Kamis, Oktober 13, 2011

Gambaran Umum Waria di Kota Makassar

Munculnya kaum waria di Indonesia menimbulkan penolakan tersendiri dari masyarakat. Lingkungan dari peran gender terbentuk oleh kenyataan bahwa di Indonesia pada masa sekarang laki-laki dan perempuan cenderung dipisahkan secara kuat, meskipun kenyataannya secara historis banyak kebudayaan dari kepulauan ini telah mengecilkan perbedaan gender dan memahami bahwa laki-laki dan perempuan sebagai pelengkap satu sama lain daripada mempertentangkannya (Errington dan Hoskin dalam Boellstorff, 2003). Saat masyarakat kita hanya mengakui bipolaritas kelamin, munculnya kelamin ketiga merupakan suatu kesan tersendiri yang seakan mendobrak struktur semestinya.

Fatwa Majelis Ulama Indonesia (MUI) tertanggal 1 November 1997 menegaskan bahwa waria adalah laki-laki dan tidak dapat dipandang sebagai kelompok (jenis kelamin) tersendiri.

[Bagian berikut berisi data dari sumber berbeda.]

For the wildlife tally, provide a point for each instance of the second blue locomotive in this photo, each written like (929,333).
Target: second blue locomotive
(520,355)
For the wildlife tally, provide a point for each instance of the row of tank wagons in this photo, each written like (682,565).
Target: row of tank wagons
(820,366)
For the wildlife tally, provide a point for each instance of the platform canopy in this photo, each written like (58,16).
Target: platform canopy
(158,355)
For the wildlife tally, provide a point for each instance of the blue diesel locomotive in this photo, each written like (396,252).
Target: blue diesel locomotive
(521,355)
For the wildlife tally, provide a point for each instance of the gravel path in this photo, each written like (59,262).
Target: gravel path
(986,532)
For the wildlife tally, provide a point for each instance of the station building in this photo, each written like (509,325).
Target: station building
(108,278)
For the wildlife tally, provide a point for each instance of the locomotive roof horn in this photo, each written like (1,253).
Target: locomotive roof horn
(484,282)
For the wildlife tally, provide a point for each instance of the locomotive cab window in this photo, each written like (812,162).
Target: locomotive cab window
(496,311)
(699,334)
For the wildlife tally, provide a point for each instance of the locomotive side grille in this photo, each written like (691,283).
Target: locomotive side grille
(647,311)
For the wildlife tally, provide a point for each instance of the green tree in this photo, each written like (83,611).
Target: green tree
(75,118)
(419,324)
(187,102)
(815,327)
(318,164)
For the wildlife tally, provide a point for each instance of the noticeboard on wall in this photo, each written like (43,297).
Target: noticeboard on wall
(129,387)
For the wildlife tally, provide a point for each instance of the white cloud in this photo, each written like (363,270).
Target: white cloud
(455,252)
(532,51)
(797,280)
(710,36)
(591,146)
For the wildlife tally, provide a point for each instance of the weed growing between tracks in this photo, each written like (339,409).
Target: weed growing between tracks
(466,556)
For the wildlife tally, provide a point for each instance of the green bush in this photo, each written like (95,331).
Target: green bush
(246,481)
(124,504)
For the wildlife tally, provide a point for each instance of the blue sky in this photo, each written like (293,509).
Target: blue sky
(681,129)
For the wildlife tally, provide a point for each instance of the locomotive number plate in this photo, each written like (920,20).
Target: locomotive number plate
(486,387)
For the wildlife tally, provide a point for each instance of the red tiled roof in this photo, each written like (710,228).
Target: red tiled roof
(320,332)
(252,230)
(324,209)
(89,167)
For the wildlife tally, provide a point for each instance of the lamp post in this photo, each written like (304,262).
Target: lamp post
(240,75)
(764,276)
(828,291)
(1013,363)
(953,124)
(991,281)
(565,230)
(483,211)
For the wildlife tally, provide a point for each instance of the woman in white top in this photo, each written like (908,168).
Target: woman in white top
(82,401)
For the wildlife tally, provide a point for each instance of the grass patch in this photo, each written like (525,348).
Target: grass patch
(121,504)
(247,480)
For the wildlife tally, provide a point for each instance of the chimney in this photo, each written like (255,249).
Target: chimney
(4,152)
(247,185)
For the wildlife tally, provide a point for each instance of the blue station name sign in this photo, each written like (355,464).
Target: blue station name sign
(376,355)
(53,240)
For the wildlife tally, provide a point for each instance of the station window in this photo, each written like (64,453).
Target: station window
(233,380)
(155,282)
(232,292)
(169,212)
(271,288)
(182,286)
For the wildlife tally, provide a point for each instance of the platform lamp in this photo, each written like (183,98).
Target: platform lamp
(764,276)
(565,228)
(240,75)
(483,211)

Oleh karena itu, segala perilaku waria yang menyimpang adalah haram dan harus diupayakan untuk dikembalikan pada kodrat semula (www.lin.go.id). Melalui dalil fatwa inilah menjadi salah satu alasan mengapa kemudian keberadaan waria senantiasa dipandang sebagai sesuatu yang bertentangan dengan kaidah normatifitas agama dan masyarakat.

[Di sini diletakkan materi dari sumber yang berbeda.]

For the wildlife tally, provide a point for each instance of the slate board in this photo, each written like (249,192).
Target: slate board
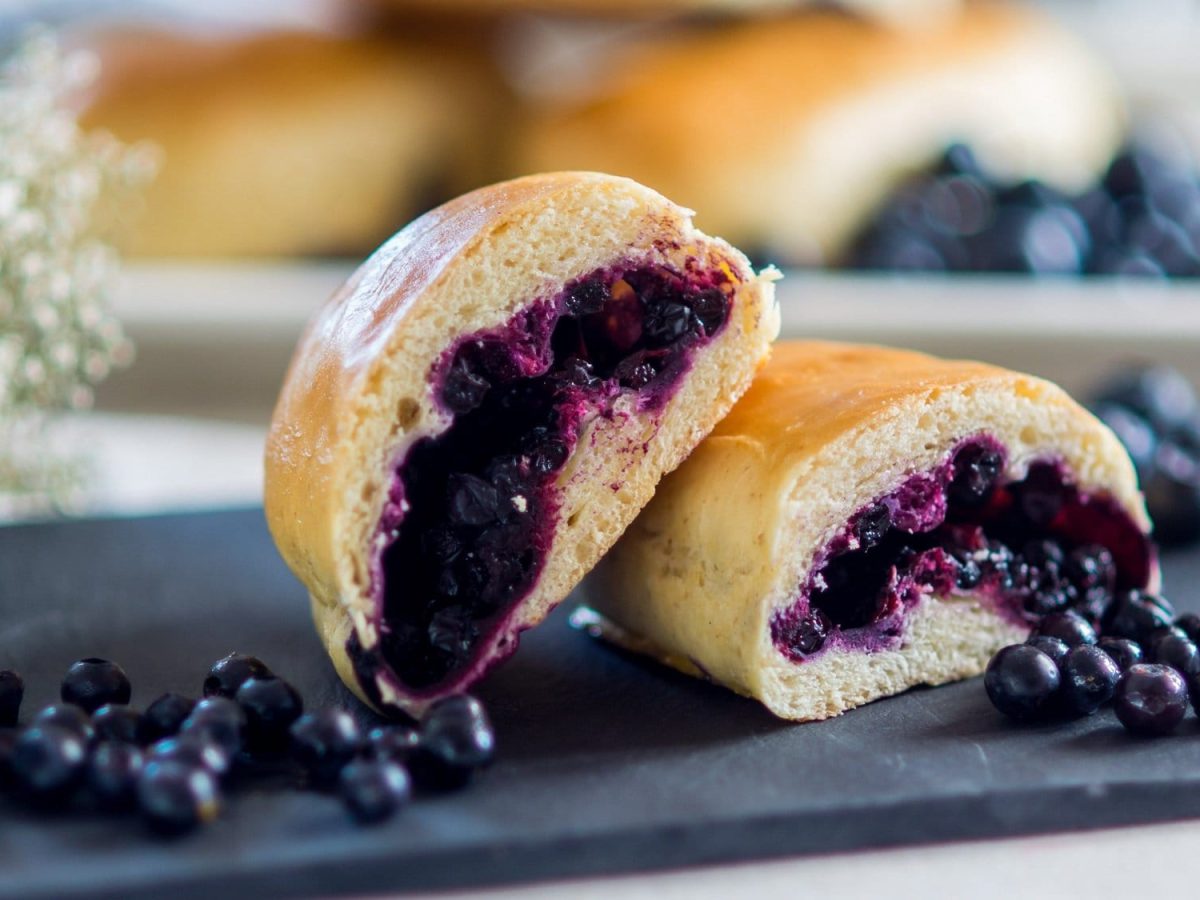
(607,763)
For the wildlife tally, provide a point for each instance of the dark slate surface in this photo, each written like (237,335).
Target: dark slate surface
(609,763)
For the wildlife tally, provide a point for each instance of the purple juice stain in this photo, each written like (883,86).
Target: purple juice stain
(472,513)
(960,528)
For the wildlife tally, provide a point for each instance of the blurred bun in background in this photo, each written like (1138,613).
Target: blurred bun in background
(785,133)
(295,143)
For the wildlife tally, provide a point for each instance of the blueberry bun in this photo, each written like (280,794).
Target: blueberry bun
(486,405)
(867,520)
(787,132)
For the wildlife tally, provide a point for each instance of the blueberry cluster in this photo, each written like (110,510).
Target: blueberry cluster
(1143,219)
(1156,414)
(173,761)
(1144,659)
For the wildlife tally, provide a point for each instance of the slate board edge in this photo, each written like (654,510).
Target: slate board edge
(655,849)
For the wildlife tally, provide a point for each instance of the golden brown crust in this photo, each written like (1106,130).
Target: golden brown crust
(825,431)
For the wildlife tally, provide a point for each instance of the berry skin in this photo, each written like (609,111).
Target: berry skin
(324,742)
(48,762)
(456,739)
(1053,647)
(175,798)
(94,682)
(1023,682)
(221,720)
(231,672)
(64,715)
(1123,652)
(1089,679)
(373,790)
(1151,699)
(117,723)
(12,691)
(165,717)
(113,772)
(1068,627)
(271,705)
(1177,652)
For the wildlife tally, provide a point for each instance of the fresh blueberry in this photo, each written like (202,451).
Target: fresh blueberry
(65,715)
(231,672)
(117,723)
(324,742)
(271,705)
(375,790)
(1123,652)
(165,717)
(113,772)
(94,682)
(1068,627)
(221,720)
(175,798)
(1151,699)
(1053,647)
(48,762)
(1089,679)
(456,741)
(1023,682)
(12,691)
(391,742)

Berangkat dari pedoman dasar dalam tataran kehidupan manusia secara umum di atas, struktur yang berlaku di masyarakat pun secara langsung menolak keberadaan waria secara eksistensial. Waria tidak diperlakukan secara setara dan saat waria berusaha untuk menjadi diri sendiri, waria malah dibuang, diasingkan, dipersalahkan, bahkan ditabukan karena “ketidakbiasaan” yang terdapat dalam diri mereka. Padahal, keberadaan waria bukan merupakan sesuatu yang ahistori. Keberadaannya selama ini telah menjadi rangkaian cerita yang historis yakni melalui proses perjalanan sejarah yang sangat panjang baik dalam kebudayaan dunia, kebudayaan Nusantara, maupun kebudayaan lokal Sulawesi Selatan.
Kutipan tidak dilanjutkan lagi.